“People need to realize that therapy can benefit anyone. It’s an open space to talk about anything that you’re going through.”
When I was in my sophomore year of college, I was having a really hard time coping with a lot of the things in my life; from work, to school, to the passing of a lot of important people in my family. It came to a point where I was no longer able to function outside of myself and my space.
I’ve never really been one to care that much about my mental health. As long as I was able to do my job and get homework done, I didn’t really care about the things that were going on in my mind.
It wasn’t until it started affecting my grades and my paycheck that I started to take it seriously. That’s when I realized that I had to do something.
I didn’t know what to do, especially in communities of color, mental illness isn’t really talked about. Depression and anxiety are things that you can ‘pray away’ or ‘if you just have a better outlook on life you’ll be fine’ or ‘you have to make the choice to be happy’.
Yet, I was trying to make the choice, but it still wasn’t happening. I was trying to put in the effort, but my body and my mind weren’t connected, so that I could do that.

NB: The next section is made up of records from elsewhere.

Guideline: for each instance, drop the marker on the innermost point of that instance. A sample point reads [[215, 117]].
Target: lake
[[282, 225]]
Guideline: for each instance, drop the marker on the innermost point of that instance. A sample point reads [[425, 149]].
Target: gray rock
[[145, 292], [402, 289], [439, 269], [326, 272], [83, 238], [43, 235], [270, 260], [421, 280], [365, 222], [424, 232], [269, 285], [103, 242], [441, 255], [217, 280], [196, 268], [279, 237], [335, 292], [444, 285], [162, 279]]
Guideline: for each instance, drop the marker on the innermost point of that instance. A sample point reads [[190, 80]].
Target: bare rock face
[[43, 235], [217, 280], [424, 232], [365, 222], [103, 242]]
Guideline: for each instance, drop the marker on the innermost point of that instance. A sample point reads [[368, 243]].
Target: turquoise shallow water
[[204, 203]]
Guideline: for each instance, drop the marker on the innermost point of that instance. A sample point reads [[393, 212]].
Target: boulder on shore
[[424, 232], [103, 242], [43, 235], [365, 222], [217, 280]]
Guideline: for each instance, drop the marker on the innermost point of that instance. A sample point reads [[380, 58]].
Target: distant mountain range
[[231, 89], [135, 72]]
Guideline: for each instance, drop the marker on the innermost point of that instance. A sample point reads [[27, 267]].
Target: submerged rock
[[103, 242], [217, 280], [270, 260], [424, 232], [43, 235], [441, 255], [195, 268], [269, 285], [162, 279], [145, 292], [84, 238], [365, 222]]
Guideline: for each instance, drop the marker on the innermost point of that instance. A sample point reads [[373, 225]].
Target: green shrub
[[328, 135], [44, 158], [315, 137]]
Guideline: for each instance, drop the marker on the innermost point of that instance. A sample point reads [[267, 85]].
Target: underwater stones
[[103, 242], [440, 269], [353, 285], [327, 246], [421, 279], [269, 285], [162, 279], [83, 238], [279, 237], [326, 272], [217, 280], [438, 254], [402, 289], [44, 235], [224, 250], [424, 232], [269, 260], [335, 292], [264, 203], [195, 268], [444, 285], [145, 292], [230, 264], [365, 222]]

Thankfully, I had a support system, from home and on-campus, of people who realized that I wasn’t okay, no matter how much I tried to hide it. I had people who were close to me and who were able to put the fire under me to go see a therapist.
After a couple visits in therapy, I felt so guilty about it. I felt that if my parents found out that they’d be sad and feel like they had failed as parents. Or if my friends found out, they would think I was crazy.
I felt terrible for airing my dirty laundry. I wasn’t even thinking about myself and my well-being. Eventually, I started my journey for self-healing and self-discovery by starting my therapy sessions again.
I finally had a therapist who helped me view my mental health as homework, which is really good for me. Treating myself like work makes me know that I can do it. Cognitive brain therapy has been especially helpful for me.
My parents see mental illness as not really a luxury that I can afford as a woman of color. But I saw that I needed to make my mental health a priority or else I wouldn’t be able to be successful.
People need to realize that therapy can benefit anyone. It’s an open space to talk about anything that you’re going through. It’s so important to change the conversation when it comes to mental illness and to make it more accessible for everyone.